A business in motion will continue on its current trajectory unless something acts on it to change direction, reduce velocity, or stop it altogether. When growth is happening, it is natural to interpret that growth as confirmation that your decisions are working. But momentum is not the same as control. The forces acting against you are already present. The key question is whether you can see them clearly enough to respond before they alter your business' trajectory.
Part Two: The Forces That Act Against Your Business' Momentum
Competitive disruption is the most visible. When you reach a scale that makes you relevant, you become a target. Founders who are not watching for this often mistake a competitor's strategic response for a general market shift, which can lead to entirely the wrong corrective action.
Internal friction is less visible and often more damaging. Decisions that a founder once made alone now require meetings and sign-offs. Collectively this represents a constant drag on velocity that compounds quietly until growth feels inexplicably harder than it used to.

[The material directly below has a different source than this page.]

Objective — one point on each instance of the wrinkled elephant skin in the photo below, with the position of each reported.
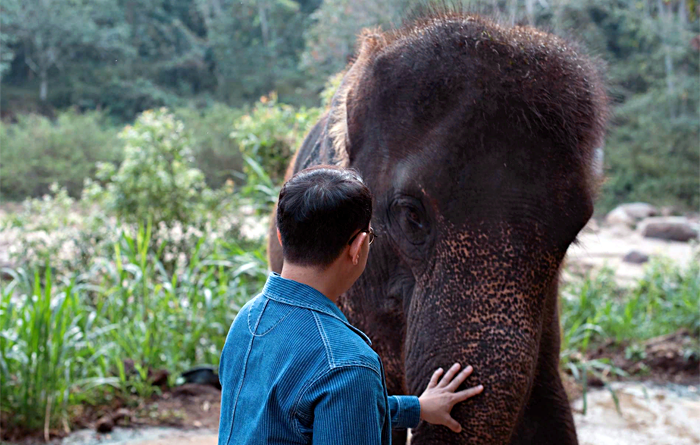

Strategic drift happens when momentum creates its own gravitational pull. When certain customers or markets produce the majority of revenue, there is a natural tendency to follow that energy even when it leads away from where you intended to go. Drift that is not deliberate is drift that has not been chosen. It is the reason a business that sought to serve independent retailers finds itself, three years later, entirely dependent on enterprise contracts it never planned to pursue.
Cultural erosion is the most consequential force of all. The culture of a ten-person company is carried by proximity and the direct influence of the founder's presence. The culture of a hundred-person company has to be designed and maintained through systems. If that work does not happen, what fills the space is not the culture you built early. By the time a founder notices, they are already dealing with the downstream consequences.
Then there is the force that many will whisper, because it comes from inside the building.
The founder themselves. Many founders cannot step back. They built the business through personal force of will, and they continue to apply that force at scale even when it is no longer appropriate. They approve decisions that their team should be making. They insert themselves into conversations that do not require them. They hire talented people and then constrain them with oversight that signals distrust and destroys initiative. It is a deeply human response to having built something that matters, but it breeds internal resentment. At scale, a founder who is still trying to do it all is not driving momentum. They are obstructing it.
Part Three: The Founder's Real Job at Scale
If scaling is a First Law problem, the founder's real job is to protect and direct momentum, which sometimes means getting out of their own way.
This means being explicit about where the business is going so that every person can make aligned decisions without needing to ask. It means removing friction wherever it accumulates, including friction that the founder is creating. It means building a team whose decision-making quality is high enough that momentum does not depend on the founder being in every room, and then trusting that team enough to actually stay out of the room.
The question changes from "what do we need to do to grow?" to "what is acting on our momentum, and what are we doing about it?" That is a harder question, but it is also the right one.
Newton didn't know he was writing the playbook for scaling a business. But he was.